Тем временем Виктор Степанович поднял берет и стал, вслух считая (при этом солдафонскими ударами ноги он отбивал об пол каждую цифру), перебирать деньги.
– Итак, триста двадцать рублей! Триста двадцать рублей, господа живописцы! – подытожил он, обводя класс взглядом. Далее он подошёл ко мне, положив опять берет к моим ногам. – Ровно столько стоит он, – он презрительно кивнул на меня, – но не обольщайтесь, пока вы стоите не больше! А вот чтоб стоили больше, надо работать, надо потеть и пыхтеть, а не просто собирать лавры, как наша замученная опроставшаяся натура! А теперь садитесь и принимайтесь рисовать этого человека (надо же, на пятый день мучений он назвал меня человеком!) и передайте всё, что сейчас происходит в нём и в этой мастерской, – жёстко подытожил он.
Ребята упали на свои стулья и хмуро, но более тщательно, чем обычно, взялись писать психологический портрет… А я был улиткой-монетоношей, раздавленный холстами… Как и мечтал – улиткой! Во-во, вот и мои монетки.

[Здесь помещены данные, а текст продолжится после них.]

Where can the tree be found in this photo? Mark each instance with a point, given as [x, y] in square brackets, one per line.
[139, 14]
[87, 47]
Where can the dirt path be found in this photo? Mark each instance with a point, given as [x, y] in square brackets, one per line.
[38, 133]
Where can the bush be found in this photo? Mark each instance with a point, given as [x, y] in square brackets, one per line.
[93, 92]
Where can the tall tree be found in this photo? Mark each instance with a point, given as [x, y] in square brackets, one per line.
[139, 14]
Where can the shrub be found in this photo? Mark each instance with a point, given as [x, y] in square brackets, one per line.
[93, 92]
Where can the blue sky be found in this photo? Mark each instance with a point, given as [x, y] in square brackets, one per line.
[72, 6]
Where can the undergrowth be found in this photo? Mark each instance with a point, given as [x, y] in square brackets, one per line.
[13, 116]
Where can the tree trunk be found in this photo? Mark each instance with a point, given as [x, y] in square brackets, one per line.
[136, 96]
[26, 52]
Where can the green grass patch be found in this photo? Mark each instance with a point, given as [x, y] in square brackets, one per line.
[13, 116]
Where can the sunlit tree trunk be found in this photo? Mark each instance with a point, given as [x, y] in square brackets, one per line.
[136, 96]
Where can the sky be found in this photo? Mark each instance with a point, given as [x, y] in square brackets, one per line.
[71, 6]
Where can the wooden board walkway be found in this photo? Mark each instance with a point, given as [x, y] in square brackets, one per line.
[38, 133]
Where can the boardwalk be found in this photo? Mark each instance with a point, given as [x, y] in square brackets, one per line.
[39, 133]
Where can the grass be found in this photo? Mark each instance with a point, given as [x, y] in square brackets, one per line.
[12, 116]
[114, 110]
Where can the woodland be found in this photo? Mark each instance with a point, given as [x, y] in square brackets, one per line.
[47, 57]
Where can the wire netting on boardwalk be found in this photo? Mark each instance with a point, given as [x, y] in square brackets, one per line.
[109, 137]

Самое ужасное, что берет тоже появился на картинах моих однокурсников, а также затравленный взгляд, скрюченная спина и дрожащие веки, и губы, из которых непонятно почему ещё пока не вырывались ругательства… Сидеть мне не разрешали, поэтому моя спина и ноги доставляли под конец практики адские неприятности.
Хотите знать, чем я занимался, когда стоял? Я изобретал всевозможные пасквили и карикатуры на Ерошевича, представлял его на унитазе и голым в душе, обматывал его, как мумию, изрезанными газетами, сажал на кресло к дантисту и рисовал с открытым ртом, читал о его средневековых методах воспитания статьи в газетах под заголовком «Мастерская монстра», пока, наконец, мне не стало стыдно. Ведь, в сущности, какая-то часть меня знала, что он меня спасал, что я ему был небезразличен даже тогда, когда он до меня дотрагивался указкой, обращая внимание студентов на те или иные передёргивающиеся от нервов черты. Например, он мог указкой обвести мою спину и руки и сказать: «Посмотрите, сколько психологизма вот тут и вот тут».